B.A. şu ifadeleri kullandı: “6 kişi çıktık hâkimin karşısına. Bu suçtan suçlanıyorsunuz, emniyetteki ifadenize ekleyecek bir şeyiniz var mı? diye sordu. Ben de söyledim. 'Birisinden bir şey almadım, üzerime atılan şeyler doğru değil. Çok çalıştım dersaneye gittim, başka şeylere ayıracak zamanım yok' dedim. Avukatımız da konuştu. Karar açıklandığında kendi ismimi duyunca çok mutlu oldum. Birkaç arkadaş vardı onların ismini de duymuştum. İçeri alınan arkadaşım, onun ismini de okudu sandım. Kızlar okunmadı dediler. Ondan sonra herkes çok duygulandı.”

“DIŞARI ÇIKINCA AİLEMDEN SONRA ARKADAŞIMIN ANNESİNE SARILDIM”

B.A. şöyle devam etti: “Dışarı çıkınca annemlere sarıldım, sonra o kızın ailesine gittim. Onun annesine sarıldım, ağladık.

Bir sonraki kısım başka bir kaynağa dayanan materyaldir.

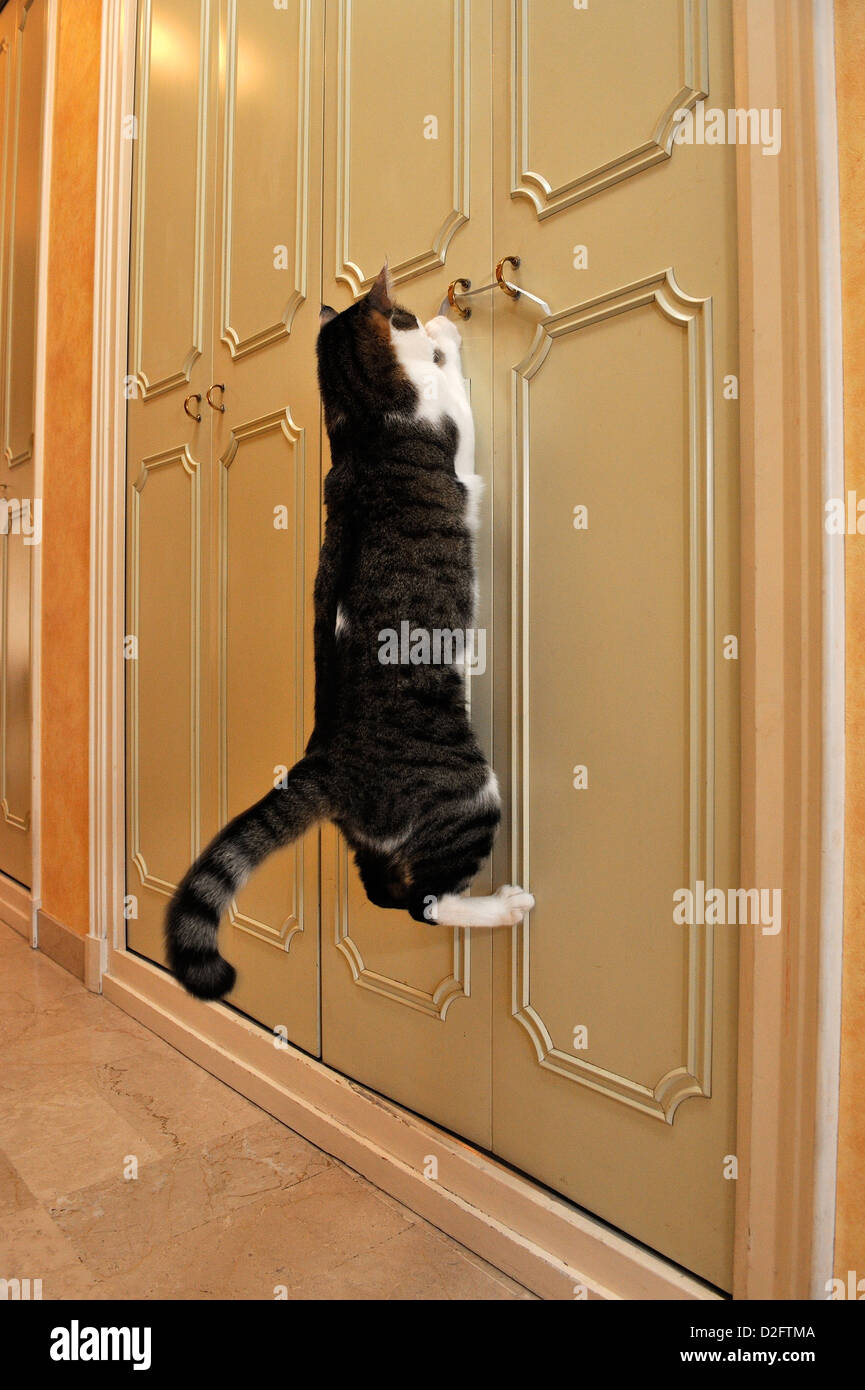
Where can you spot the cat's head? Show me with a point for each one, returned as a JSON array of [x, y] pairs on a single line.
[[363, 355]]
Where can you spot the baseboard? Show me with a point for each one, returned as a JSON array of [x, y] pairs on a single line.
[[15, 908], [61, 944], [540, 1240]]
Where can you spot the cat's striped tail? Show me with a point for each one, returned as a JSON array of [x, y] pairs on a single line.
[[223, 868]]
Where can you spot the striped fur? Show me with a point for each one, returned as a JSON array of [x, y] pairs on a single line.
[[392, 758]]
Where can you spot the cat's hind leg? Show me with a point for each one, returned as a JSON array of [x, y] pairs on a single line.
[[505, 908]]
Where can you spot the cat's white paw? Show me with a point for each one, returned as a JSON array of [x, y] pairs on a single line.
[[515, 901], [444, 330]]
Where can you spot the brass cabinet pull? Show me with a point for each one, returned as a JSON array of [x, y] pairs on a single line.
[[499, 275]]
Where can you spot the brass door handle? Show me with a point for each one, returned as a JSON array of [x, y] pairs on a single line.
[[452, 287]]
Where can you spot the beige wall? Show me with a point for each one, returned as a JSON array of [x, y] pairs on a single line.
[[850, 1219], [67, 469]]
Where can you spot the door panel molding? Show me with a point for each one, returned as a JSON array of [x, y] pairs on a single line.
[[694, 1075], [283, 933], [658, 145], [18, 396], [348, 271], [22, 819], [435, 1001], [778, 1116], [239, 345]]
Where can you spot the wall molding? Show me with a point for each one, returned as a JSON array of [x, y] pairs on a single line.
[[536, 1237], [15, 908], [63, 945], [540, 1240]]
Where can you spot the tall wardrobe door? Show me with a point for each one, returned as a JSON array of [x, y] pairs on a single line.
[[408, 175], [170, 736], [615, 1025], [22, 41], [264, 505]]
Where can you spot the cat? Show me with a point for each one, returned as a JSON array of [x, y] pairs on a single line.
[[392, 759]]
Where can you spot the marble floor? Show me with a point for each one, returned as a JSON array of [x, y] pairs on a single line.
[[127, 1172]]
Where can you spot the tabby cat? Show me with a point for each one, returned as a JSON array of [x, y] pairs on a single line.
[[392, 758]]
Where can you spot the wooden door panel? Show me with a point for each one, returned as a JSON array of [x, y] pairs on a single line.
[[580, 663], [613, 662], [15, 577], [405, 1008], [25, 167], [21, 95], [402, 124], [266, 503]]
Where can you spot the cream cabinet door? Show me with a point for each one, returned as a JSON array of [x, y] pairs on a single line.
[[21, 99], [408, 175], [224, 512], [613, 1054]]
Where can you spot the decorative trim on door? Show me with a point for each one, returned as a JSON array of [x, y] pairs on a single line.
[[693, 1075], [533, 185], [283, 933], [435, 1002], [348, 271], [239, 346], [160, 460], [136, 293], [7, 268]]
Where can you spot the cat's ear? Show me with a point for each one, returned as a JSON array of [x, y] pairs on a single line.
[[381, 291]]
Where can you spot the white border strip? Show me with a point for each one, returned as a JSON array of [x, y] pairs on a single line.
[[533, 1236], [832, 849]]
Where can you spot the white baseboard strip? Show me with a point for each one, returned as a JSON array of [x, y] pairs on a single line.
[[534, 1237]]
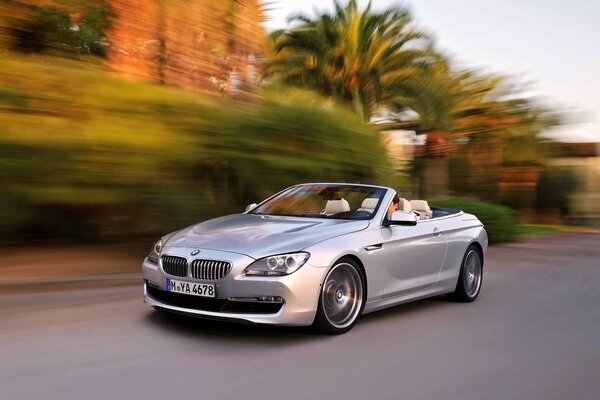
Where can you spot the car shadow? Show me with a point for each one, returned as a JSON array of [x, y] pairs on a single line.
[[273, 334], [406, 310], [229, 331]]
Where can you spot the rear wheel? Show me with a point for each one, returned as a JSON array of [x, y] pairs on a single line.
[[470, 277], [342, 298]]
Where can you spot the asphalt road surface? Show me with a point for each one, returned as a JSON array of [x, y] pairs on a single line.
[[534, 333]]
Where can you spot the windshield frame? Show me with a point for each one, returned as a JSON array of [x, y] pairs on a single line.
[[385, 191]]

Onları teselli etmeye çalıştım. İçeride de kızı bizi teselli ediyordu. Yaşı küçüktü, fakat çok pozitif biriydi. Mahkeme salonunda, ‘Dik durun üzülecek bir şey yok, birbirimizi biliyoruz, neyimiz olabilir Uşak’ta’ diyordu bize. Biz ona üzülüyorduk. Bizden küçük, fakat o bizi teselli ediyordu. Gözüm arkamda en çok onda kaldı. Sessizlik olduğunda onun ne yaptığını düşünerek üzüldüm, ağlamaklı oldum. Hep o arkadaşım aklımda. Dışarıda olmanın verdiği özgürlük duygusunu hissettim, nasıl değerli olduğunu.”

BARODAN GÖREVLENDİRİLEN BİR AVUKAT "İTİRAFÇI" OLMAYA ZORLADI

B.A.’nın babası da 160 bine yakın KHK mağdurundan sadece biri. Memurken şimdi geçimini yevmiyeli işçi olarak çalışarak sağladığını belirten baba F.A., Uşak Barosu tarafından atanan avukatların bazılarının öğrencileri "itirafçı" olmaya zorladıklarını anlattı. 

“İtirafçı ol örgüt üyeliğinden kurtulursun. Yoksa en az 6 yıl 3 ay ceza alırsın.” diyerek bazı baro avukatlarının ve birkaç diğer avukatın öğrencileri polisle işbirliği yapmaya zorladıklarını kaydeden F.A., “Psikolojik olarak baskı yaptılar. Bir başka kızı, yeni ölmüş babası, annesine ‘kızına söyle buradan kurtaracağım, bize yardımcı olsun, bildiklerini anlatsın’ diyor bir baro avukatı. Bunu aileler kendi arasında konuşurken öğrendik. Atanan avukatların 'itirafçı olun kurtulun' anlayışı vardı. ‘Kızınız bir şey anlatmıyor, konuşmazsa işi zor’ diye anlatıyordu.” diye konuştu.

TAKİPSİZLİK ALMASINA RAĞMEN OHAL KOMİSYONU GÖREVE İADE ETMEDİ

Kendisinin 15 Temmuz 2016 darbe teşebbüsünün hemen ardından çalıştığı kamu kurumundan ihraç edildiğini kaydeden F.A., gözaltına da alındığını, ancak bir yıl boyunca karakola imza vermeye gittiğini anlattı. 

Davadan takipsizlik almasına rağmen başvurduğu Olağanüstü Hâl (OHÂL) Komisyonu’ndan red aldığını belirten F.A., “Takipsizlikten sonra komisyonun cevabı şu oldu: ‘Her ne kadar mahkeme sizi aklasa bile şahitlerin verdiği ifadelerle bizde sizin ‘f.töc.’ olduğunuz kanaatini uyandırdı. Biz sizi göreve döndüremiyoruz’."

“ÜLKEMİZİ SEVİYORUZ AMA SEVGİMİZİ ANLAMIYORLAR”

Çevresinden dışlandığını, iş bulmakta zorlandığını kaydeden F.A., “Şu anda baskı altında olsa bile dışarıda yaşıyoruz. Her ne kadar yaşayışımız açık cezaevi gibi olsa da. İş yok, iş vermiyorlar. Tanıdığımız insanlar selam vermiyor.” dedi. 

Anlaşılmadıklarını kaydeden baba F.A., “Türkiye’de yaşamak zor. Ülkemizi seviyoruz, fakat sevgimizi anlamıyorlar. Biz herkese eşit davranıyoruz, seviyoruz ama anlaşılmıyor.” diyerek hayal kırıklığını anlattı.